Récit d’une confusion à la frontière

La minifourgonnette des services frontaliers.
Photo: Marco Bélair-Cirino Le Devoir La minifourgonnette des services frontaliers.

Loin des querelles politiques, des dizaines de migrants de tous âges ont emprunté mercredi le chemin Roxham, des États-Unis au Canada, dans une chorégraphie (habituellement) réglée au millimètre : ils sortent d’un taxi, ils traversent la frontière à pied, ils sont placés en état d’arrestation, ils demandent l’asile.

Mercredi, 16 h. La minifourgonnette beige lettrée « Chris’s Shuttle Service », « Canadian border », « Frontier » s’immobilise sous un soleil de plomb sur le chemin Roxham, à Champlain, dans l’État de New York.

Le chauffeur ouvre la portière arrière gauche. Deux personnes racisées émergent du véhicule, puis posent les pieds sur la chaussée poussiéreuse. De l’autre côté de la frontière, un agent de la Gendarmerie royale du Canada (GRC) leur demande s’ils parlent français ou anglais. « Français », dit l’homme, hésitant, tout en balayant du regard les alentours. Le policier pose de nouveau la question : « Français ? English ? » « Français », répond clairement la dame après s’être avancée vers lui.

« Vous vous trouvez à un port d’entrée illégale du Canada. Si vous traversez ici, vous allez être placés en état d’arrestation », indique-t-il, suscitant l’étonnement du couple. « Je suis québécoise. […] Mon mari et moi sommes québécois », précise-t-elle.

« Bonne chance, good luck »

« Chris » avait présumé à tort que ses clients — deux personnes âgées noires qu’il comprenait difficilement — comptaient franchir la frontière par le chemin Roxham, au bout duquel il dépose assidûment des personnes persuadées d’y trouver un meilleur avenir qu’aux États-Unis. L’agent de la GRC invite alors le conducteur de la fourgonnette à déposer les deux Canadiens au poste frontalier de Champlain–Saint-Bernard-de-Lacolle.

« Bonne chance, good luck », lance le policier aux passagers et au chauffeur avant de rejoindre ses collègues à l’intérieur du poste temporaire de toile et de tôle blanches planté à deux pas de la frontière canado-américaine.

À travers la porte vitrée, on peut voir une femme assise sur une chaise de métal répondre aux questions d’un agent tout en enlaçant son garçon vêtu d’une veste aux couleurs de l’Homme-araignée.
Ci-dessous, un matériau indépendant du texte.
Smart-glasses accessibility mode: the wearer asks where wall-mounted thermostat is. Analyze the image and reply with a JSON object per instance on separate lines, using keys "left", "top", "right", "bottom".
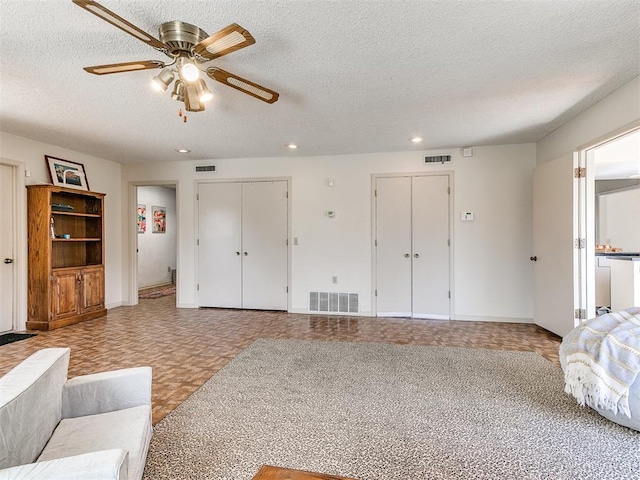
{"left": 460, "top": 211, "right": 474, "bottom": 221}
{"left": 326, "top": 210, "right": 336, "bottom": 218}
À travers les minces murs, on peut entendre un bébé tantôt gazouiller tantôt pleurer.

Une douzaine de migrants — pour la plupart francophones — sortent du bâtiment, encerclé de poteaux surmontés de caméras, pour grimper dans un minibus blanc aux vitres teintées qui les amènera vers la métropole et attendre qu’Immigration Canada statue sur la recevabilité de leur demande d’asile.